The Cost of Relaxation: Evaluating the Error in Convex Neural Network Verification
Provides theoretical bounds on the error of convex relaxation methods for neural network verification, which is important for practitioners relying on these methods for safety-critical applications.
The paper studies the worst-case error introduced by convex relaxations in neural network verification, showing that the distance between relaxed and original outputs grows exponentially with network depth and linearly with input radius, with misclassification probability exhibiting step-like behavior.

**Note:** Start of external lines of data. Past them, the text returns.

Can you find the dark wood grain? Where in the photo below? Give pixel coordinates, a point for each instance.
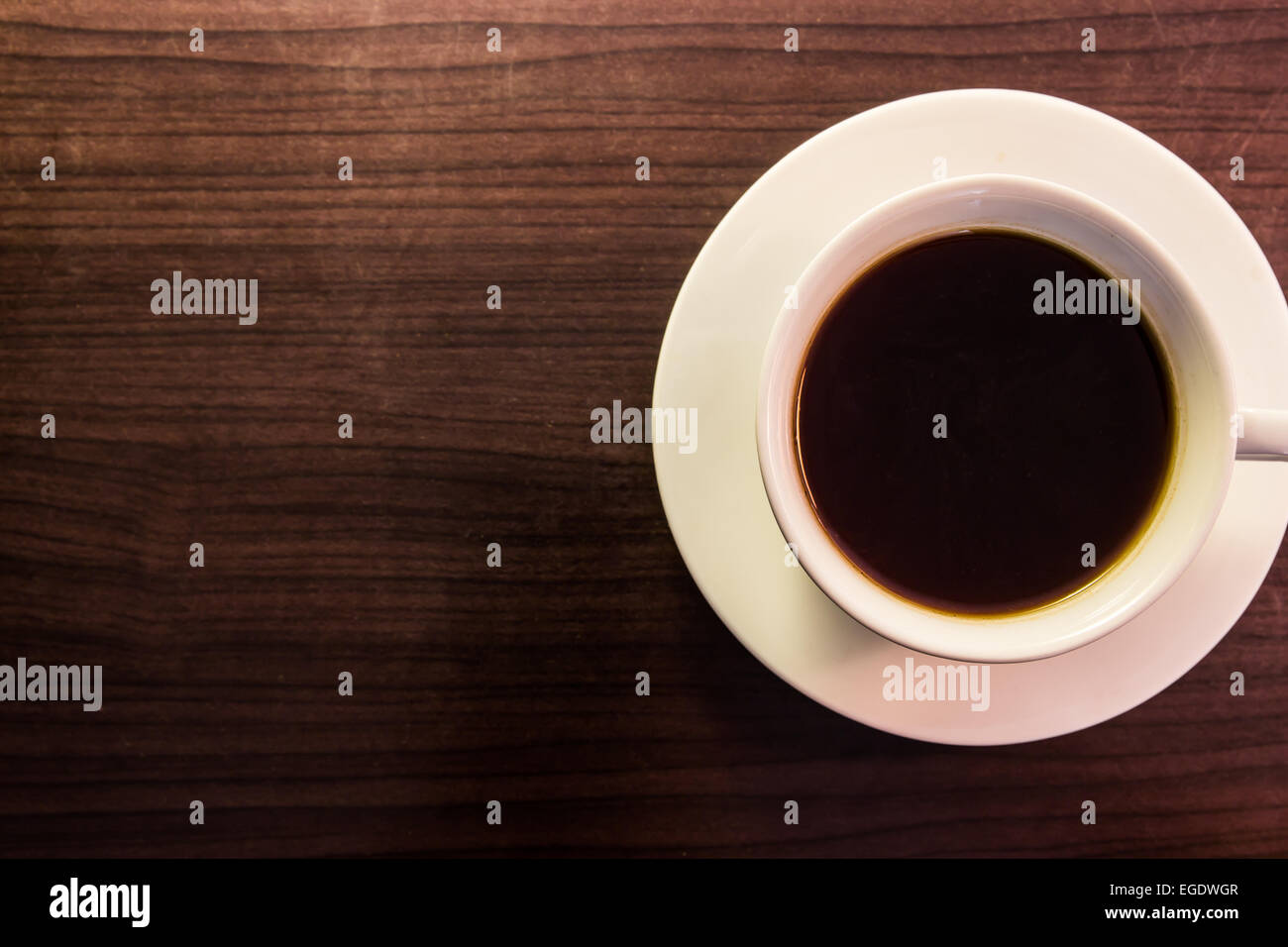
(472, 427)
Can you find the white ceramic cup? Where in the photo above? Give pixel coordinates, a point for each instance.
(1212, 429)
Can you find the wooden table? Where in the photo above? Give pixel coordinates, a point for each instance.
(514, 169)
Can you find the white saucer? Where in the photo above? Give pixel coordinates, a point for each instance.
(711, 356)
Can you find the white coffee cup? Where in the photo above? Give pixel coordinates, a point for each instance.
(1212, 429)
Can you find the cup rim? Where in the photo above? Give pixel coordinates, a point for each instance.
(957, 637)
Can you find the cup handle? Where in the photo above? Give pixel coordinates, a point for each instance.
(1261, 432)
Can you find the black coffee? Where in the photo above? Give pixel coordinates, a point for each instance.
(967, 453)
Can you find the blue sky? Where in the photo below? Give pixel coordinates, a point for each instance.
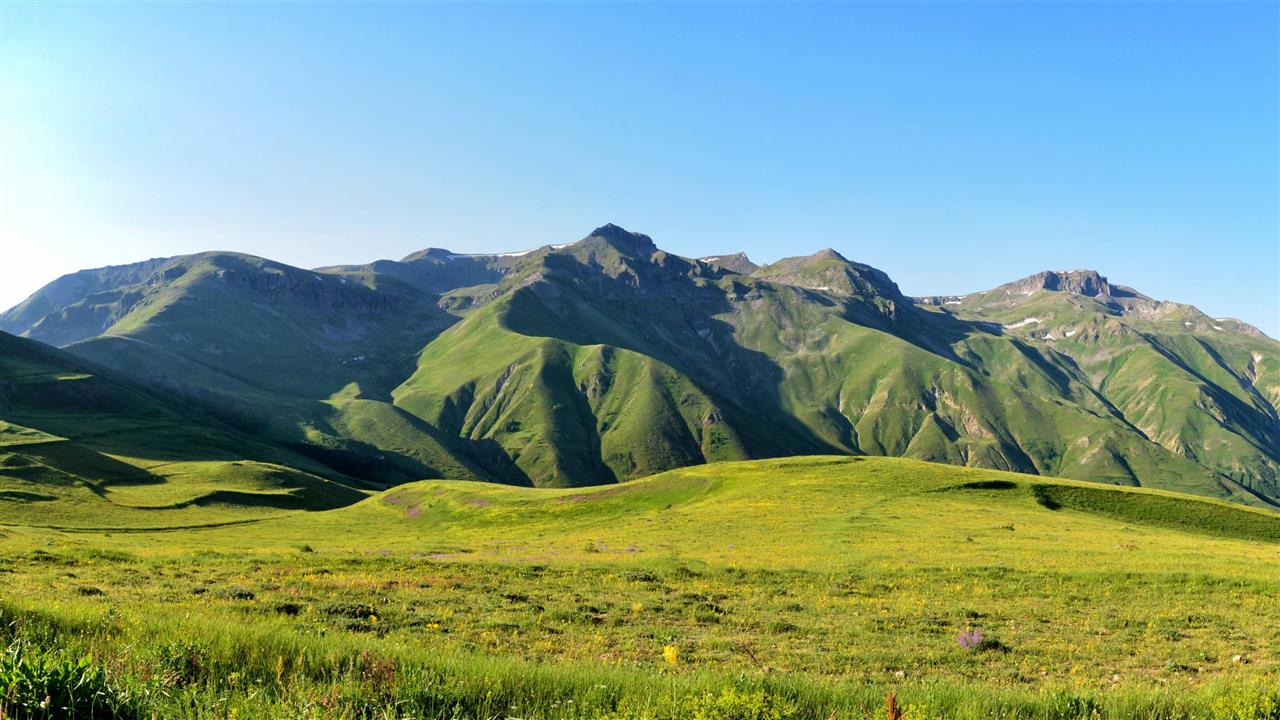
(955, 146)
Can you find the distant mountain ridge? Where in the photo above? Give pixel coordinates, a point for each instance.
(609, 358)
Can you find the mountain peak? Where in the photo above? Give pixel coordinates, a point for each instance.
(1080, 282)
(625, 241)
(429, 254)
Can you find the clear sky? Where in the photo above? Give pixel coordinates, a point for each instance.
(955, 146)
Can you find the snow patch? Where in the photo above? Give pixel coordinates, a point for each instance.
(1022, 323)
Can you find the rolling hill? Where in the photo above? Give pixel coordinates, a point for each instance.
(609, 359)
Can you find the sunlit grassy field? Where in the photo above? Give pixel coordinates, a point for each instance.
(781, 588)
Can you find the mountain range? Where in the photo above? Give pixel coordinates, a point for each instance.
(608, 359)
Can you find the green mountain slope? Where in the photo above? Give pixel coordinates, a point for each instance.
(83, 446)
(611, 359)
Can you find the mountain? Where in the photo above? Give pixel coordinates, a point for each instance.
(608, 359)
(109, 447)
(736, 261)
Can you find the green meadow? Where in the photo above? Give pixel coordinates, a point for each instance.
(801, 588)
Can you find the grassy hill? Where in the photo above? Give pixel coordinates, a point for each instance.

Many neural network (NN) verification systems represent the network's input-output relation as a constraint program. Sound and complete, representations involve integer constraints, for simulating the activations. Recent works convexly relax the integer constraints, improving performance, at the cost of soundness. Convex relaxations consider outputs that are unreachable by the original network. We study the worst case divergence between the original network and its convex relaxations; both qualitatively and quantitatively. The relaxations' space forms a lattice, where the top element corresponds to a full relaxation, with every neuron linearized. The bottom element corresponds to the original network. We provide analytical upper and lower bounds for the $\ell_\infty$-distance between the fully relaxed and original outputs. This distance grows exponentially, w.r.t. the network's depth, and linearly w.r.t. the input's radius. The misclassification probability exhibits a step-like behavior, w.r.t. input radius. Our results are supported by experiments on MNIST, Fashion MNIST and random networks.